Cap sur l'archipel philippin, et plus précisément sur l'île de Luçon, pour une escale située à une cinquantaine de kilomètres au sud de la trépidante Manille. C'est dans ce paysage au relief instable que trône le volcan Taal, une destination phare ayant inscrit à son carnet de bord géologique pas moins de 38 éruptions en 450 ans. Bien que sa spectaculaire colère en 2020 ait paralysé les itinéraires et bouleversé l'écosystème local, la délégation nationale a plaidé en février 2024 auprès de l'UNESCO pour faire inscrire "Les villes historiques et le paysage du volcan Taal et de son lac de caldera" au prestigieux patrimoine mondial de l'humanité.

Pourquoi les guides de voyage voudraient-ils ériger en étape incontournable un tel épicentre de catastrophes naturelles ? Tout simplement parce que ce panorama fascine l'œil de l'explorateur. La vaste caldeira, sculptée par des éruptions préhistoriques survenues entre 140 000 et 5 380 avant notre ère, dessine aujourd'hui le lac Taal : une mer intérieure de 265 km² d'eaux navigables plongeant jusqu'à 150 mètres de profondeur. Au centre de ce majestueux bassin aquatique flotte l'île du Volcan, recouvrant 24 km² de terres émergées.
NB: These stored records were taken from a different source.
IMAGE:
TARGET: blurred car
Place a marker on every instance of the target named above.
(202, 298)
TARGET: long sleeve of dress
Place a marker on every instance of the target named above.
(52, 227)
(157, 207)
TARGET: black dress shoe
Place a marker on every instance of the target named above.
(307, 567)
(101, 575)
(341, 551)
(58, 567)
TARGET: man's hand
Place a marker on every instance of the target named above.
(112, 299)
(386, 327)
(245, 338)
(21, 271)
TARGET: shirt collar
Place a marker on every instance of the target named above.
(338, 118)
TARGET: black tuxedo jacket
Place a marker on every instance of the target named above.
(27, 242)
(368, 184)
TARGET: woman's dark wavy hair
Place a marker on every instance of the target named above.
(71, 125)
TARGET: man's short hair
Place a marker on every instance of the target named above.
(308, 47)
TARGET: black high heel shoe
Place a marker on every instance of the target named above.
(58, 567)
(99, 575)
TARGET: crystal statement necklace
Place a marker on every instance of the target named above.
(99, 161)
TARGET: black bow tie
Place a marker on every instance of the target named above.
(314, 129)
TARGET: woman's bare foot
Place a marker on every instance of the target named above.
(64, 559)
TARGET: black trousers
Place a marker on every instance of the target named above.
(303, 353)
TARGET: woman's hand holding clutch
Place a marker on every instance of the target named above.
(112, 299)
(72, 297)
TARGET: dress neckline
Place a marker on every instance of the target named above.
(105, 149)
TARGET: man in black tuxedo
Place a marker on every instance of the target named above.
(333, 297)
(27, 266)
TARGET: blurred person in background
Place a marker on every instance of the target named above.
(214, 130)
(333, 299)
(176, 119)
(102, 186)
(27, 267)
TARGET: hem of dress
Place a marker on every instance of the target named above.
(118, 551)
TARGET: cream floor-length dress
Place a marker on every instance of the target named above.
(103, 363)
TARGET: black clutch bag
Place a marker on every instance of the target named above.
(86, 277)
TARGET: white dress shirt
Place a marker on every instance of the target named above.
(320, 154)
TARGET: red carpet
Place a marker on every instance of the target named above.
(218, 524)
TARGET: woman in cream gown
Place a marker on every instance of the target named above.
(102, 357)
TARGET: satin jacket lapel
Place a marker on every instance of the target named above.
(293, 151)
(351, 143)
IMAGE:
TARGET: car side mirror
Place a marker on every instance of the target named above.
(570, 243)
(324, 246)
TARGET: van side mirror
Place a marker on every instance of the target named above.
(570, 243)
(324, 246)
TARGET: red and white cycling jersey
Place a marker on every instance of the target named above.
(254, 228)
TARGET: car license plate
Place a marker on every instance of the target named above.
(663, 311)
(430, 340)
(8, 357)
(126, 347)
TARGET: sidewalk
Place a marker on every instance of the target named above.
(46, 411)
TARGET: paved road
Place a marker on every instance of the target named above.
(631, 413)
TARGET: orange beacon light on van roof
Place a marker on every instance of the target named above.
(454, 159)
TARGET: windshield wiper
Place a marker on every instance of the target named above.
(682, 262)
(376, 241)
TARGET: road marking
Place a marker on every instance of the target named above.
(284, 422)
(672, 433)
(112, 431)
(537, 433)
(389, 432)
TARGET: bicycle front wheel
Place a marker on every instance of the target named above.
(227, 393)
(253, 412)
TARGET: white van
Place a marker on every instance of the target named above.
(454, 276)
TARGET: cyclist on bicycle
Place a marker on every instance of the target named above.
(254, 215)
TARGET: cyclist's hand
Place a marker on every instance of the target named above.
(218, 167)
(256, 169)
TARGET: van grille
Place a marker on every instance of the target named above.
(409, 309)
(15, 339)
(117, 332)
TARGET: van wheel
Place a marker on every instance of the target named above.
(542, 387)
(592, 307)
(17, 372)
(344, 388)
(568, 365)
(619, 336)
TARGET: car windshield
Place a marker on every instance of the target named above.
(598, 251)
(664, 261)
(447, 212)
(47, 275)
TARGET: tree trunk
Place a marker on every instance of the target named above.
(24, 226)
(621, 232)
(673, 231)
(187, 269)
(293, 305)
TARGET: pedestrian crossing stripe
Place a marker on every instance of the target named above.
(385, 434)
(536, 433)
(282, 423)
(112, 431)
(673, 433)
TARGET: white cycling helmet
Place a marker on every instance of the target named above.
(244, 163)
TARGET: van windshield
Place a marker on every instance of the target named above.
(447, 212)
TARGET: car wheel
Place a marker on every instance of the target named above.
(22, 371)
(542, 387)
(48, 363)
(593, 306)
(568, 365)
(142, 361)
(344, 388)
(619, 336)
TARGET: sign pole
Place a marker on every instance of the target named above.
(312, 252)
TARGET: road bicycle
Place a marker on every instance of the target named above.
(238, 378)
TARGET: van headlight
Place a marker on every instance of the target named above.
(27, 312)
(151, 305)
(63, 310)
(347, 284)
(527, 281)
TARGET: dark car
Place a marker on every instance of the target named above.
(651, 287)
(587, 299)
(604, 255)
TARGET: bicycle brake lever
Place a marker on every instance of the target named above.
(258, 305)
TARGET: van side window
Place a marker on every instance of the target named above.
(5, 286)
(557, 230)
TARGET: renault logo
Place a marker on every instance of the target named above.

Et comme pour prolonger cette étonnante excursion topographique, l'île abrite une nouvelle merveille : le lac du Cratère, d'une superficie de 1,2 km².

La vue du volcan du dessus © Google Earth

Le véritable clou de ce circuit émerge au beau milieu de ce petit bassin d'altitude : Vulcan Point, un affleurement rocheux de seulement 75 mètres de long. Ces singulières coordonnées GPS créent un authentique prodige géographique : ce minuscule rocher est une île, dans un lac, sur une île, dans un lac, sur l'île de Luçon ! Il s'agit d'une des rarissimes "îles de troisième ordre" répertoriées sur Terre. Observé depuis l'espace par les satellites de cartographie, l'ensemble offre un spectaculaire "effet Droste", cette fameuse mise en abyme visuelle baptisée d'après un chocolatier néerlandais dont les boîtes illustraient une infirmière tenant une boîte identique, et ce à l'infini.

Aussi hypnotique que soit ce décor de carte postale, l'itinéraire reste extrêmement hostile. Jadis classé parmi les quinze "volcans de la décennie" présentant un "risque potentiel important pour les agglomérations" (NASA, 1999), le site exhale des vapeurs soufrées, interdisant de planter la moindre tente de bivouac sur Vulcan Point. Si l'atlas mondial recense d'autres îles de troisième ordre, notamment dans le grand nord canadien, ces contrées polaires demeurent si isolées qu'aucun touriste n'y fait escale. Quant à Treasure Island sur le lac Mindemoya, la plus grande île de "deuxième ordre", elle ne compte aucun résident permanent. Preuve que si la géographie adore collectionner les records d'enclavement, l'industrie du tourisme ne s'y installe pas toujours.